谢语棠放下茶杯,杯壁碰在瓷盘上,发出清脆一声。
她起身,走到那幅画前,只看了两眼。
“运笔滯涩,收笔虚浮。”她淡淡地说,“右下角的落款用了化学做旧剂,顏料层的裂纹是人工烤出来的,走的是十年內常见的一种偽造手法。”

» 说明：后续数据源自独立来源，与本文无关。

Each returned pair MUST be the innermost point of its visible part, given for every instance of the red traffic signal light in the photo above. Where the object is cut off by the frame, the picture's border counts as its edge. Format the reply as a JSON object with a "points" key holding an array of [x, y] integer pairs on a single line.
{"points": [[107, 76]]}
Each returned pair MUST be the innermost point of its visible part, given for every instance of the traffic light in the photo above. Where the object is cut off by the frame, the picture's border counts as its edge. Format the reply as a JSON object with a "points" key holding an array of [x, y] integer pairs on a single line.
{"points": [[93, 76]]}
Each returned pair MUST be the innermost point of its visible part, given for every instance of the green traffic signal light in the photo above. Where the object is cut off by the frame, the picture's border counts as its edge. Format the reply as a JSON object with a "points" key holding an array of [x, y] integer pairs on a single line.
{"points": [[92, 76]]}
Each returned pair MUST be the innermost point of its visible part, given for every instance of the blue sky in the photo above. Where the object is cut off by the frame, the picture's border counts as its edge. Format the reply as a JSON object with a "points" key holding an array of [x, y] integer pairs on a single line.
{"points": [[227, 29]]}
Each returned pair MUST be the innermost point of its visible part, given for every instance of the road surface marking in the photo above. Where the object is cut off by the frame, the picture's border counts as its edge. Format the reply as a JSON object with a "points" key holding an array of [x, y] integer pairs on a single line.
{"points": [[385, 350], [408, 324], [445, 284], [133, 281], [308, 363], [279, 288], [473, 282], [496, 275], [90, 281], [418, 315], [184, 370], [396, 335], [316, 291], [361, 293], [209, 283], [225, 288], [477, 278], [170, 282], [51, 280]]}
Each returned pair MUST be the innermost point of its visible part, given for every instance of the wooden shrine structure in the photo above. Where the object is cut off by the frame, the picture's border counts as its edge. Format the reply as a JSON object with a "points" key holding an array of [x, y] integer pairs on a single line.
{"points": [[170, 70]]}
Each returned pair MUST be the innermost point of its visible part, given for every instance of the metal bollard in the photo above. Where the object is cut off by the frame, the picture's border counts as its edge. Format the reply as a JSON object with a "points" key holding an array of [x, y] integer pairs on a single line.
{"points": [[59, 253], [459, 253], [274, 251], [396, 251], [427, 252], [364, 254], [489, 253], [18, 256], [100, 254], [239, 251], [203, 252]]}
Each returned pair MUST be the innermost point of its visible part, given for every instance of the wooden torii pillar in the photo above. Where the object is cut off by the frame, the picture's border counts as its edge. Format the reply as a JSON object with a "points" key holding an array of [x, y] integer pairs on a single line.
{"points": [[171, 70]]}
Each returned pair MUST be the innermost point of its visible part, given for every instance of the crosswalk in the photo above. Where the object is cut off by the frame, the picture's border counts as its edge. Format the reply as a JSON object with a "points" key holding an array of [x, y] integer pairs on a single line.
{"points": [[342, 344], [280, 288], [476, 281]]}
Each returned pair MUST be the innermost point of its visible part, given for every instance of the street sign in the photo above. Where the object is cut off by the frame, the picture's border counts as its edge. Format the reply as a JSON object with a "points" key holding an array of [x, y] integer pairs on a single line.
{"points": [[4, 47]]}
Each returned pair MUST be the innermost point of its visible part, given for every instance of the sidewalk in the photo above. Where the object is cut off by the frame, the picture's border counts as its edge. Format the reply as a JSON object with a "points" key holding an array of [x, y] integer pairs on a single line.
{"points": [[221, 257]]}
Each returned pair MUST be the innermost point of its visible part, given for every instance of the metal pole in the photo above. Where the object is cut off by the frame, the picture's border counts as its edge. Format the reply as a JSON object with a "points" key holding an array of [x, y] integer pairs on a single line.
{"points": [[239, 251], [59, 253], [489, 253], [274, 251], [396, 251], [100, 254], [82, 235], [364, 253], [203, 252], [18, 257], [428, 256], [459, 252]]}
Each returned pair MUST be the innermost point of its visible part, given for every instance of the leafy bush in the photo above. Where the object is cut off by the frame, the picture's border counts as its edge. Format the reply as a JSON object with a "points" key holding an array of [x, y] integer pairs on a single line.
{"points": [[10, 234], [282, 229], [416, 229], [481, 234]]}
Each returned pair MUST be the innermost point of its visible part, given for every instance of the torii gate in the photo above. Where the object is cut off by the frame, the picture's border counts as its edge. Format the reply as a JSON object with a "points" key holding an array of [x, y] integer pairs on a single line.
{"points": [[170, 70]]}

她抬手,指尖点在画面一角,“这里的矿物顏料,配方是近十年才量產的成分。你这幅『大师之作』的出生年份顶多不超过十年。”
席间顿时安静下来。
苏晚晴脸上的笑容顿时僵住,喉头动了两下,没能挤出一句话。
她转头看向父母,想找一个帮腔的人。
苏建安却只是皱著眉,眼中的失望之色显露无遗。
他这些年在生意场上见过太多真假货色,心里早有怀疑,只是碍於女儿花了大价钱而不忍点破。
此刻被人当面戳穿,那点体面也留不住了。
苏晚晴羞红了脸,猛地站起身把餐巾摔在桌上,转身快步离开,高跟鞋踩得又急又乱。
没人叫住她。
林文茵反倒拿起公筷,隔著桌子给谢语棠碗里夹了一块清蒸鱼。
“多吃点,”她说,“你最近太瘦了。”
谢语棠低头看著碗里的鱼肉,抬眼时正对上林文茵的目光。
那目光里没有客套的热络,倒像是隔了很多年,终於找到什么东西,带著一种说不清的复杂情感。
她没多想,只当是长辈的偏爱,低声道了句谢。
饭后上果盘,谢语棠隨手拿起一颗坚果。
她习惯性地用左手小指垫在桌沿稳住手腕,指腹用力一压,坚果壳便应声而碎。
林文茵的目光落在她那只手上,呼吸微微一滯。
那个垫在桌沿的小拇指,那个压壳的角度和力道,她认得这个动作。
多年前,她曾无数次见过苏建安用同样的方式剥坚果。
耳边的喧囂声一下子远了。
她怔怔地坐著,脑子里一片空白,连筷子从指尖滑落都没察觉。
“文茵?”苏建安轻声唤她。
林文茵猛地回神,捡起筷子,笑著摇头:“没事,走神了。”
她没说出口那个念头,只在心里反覆摩挲。
手心早已沁出一层薄汗,她悄悄在裙子上蹭了两下。
等散场后,谢语棠与陆妄起身告辞。
林文茵亲自送到庭院,一路上话不多,目光却始终没离开过谢语棠的背影。
到了车前,她忽然开口:“下次有空,多来家里坐坐。”
她的声音很轻,却带著一种不容拒绝的恳求。
谢语棠只是点头应了一声,没多问。
车子发动,尾灯的红光缓缓消失在夜色里。
她站在原地,直到那点红光彻底消失才收回视线。
她转身走向书房,脚步比来时快了不少。
然而,刚回去不久,管家就突然找了过来。
书房的门被从里面反锁上。
他把两张照片並排推到书桌上,指节微微泛白。
一张是苏建安年轻时的合影,一张是他今晚偷拍下来的谢语棠。
“先生,太太,”他的声音发颤,“k小姐的骨相,跟您二位年轻时……如出一辙。”
“眉骨、下頜线,还有……我在您身边跟了三十年,绝不会认错。”
苏建安盯著那两张照片,胸口发闷,喉咙里像堵了块石头般说不出话。他浑身发冷,下意识攥紧了指尖。
林文茵猛地捂住嘴,眼泪止不住地砸在手背上。
当年苏晚晴出生时那桩血型异常的疑点,突然涌上心头。
她记得当年產科护士那句欲言又止的话,也记得那笔莫名其妙塞给保姆的辞退费。
这些线索一件件串联起来,让她越想越觉得脊背发凉。
“查。”苏建安一拳砸在桌上,震得檯灯晃了一下。
“连夜去查。”他抬起头,双眼通红,“亲子鑑定,我要在明天之前拿到结果。”
“还有,”他顿了一下,声音压得更低,“当年接生的医院和护士,一个个都给我查清楚,一个不漏。”
张伯应了一声,转身要走,又被苏建安叫住。
“张伯。”
“先生?”
“这件事,晚晴那边先瞒著。”
张伯低头,没再多问,退出去时轻轻带上了门。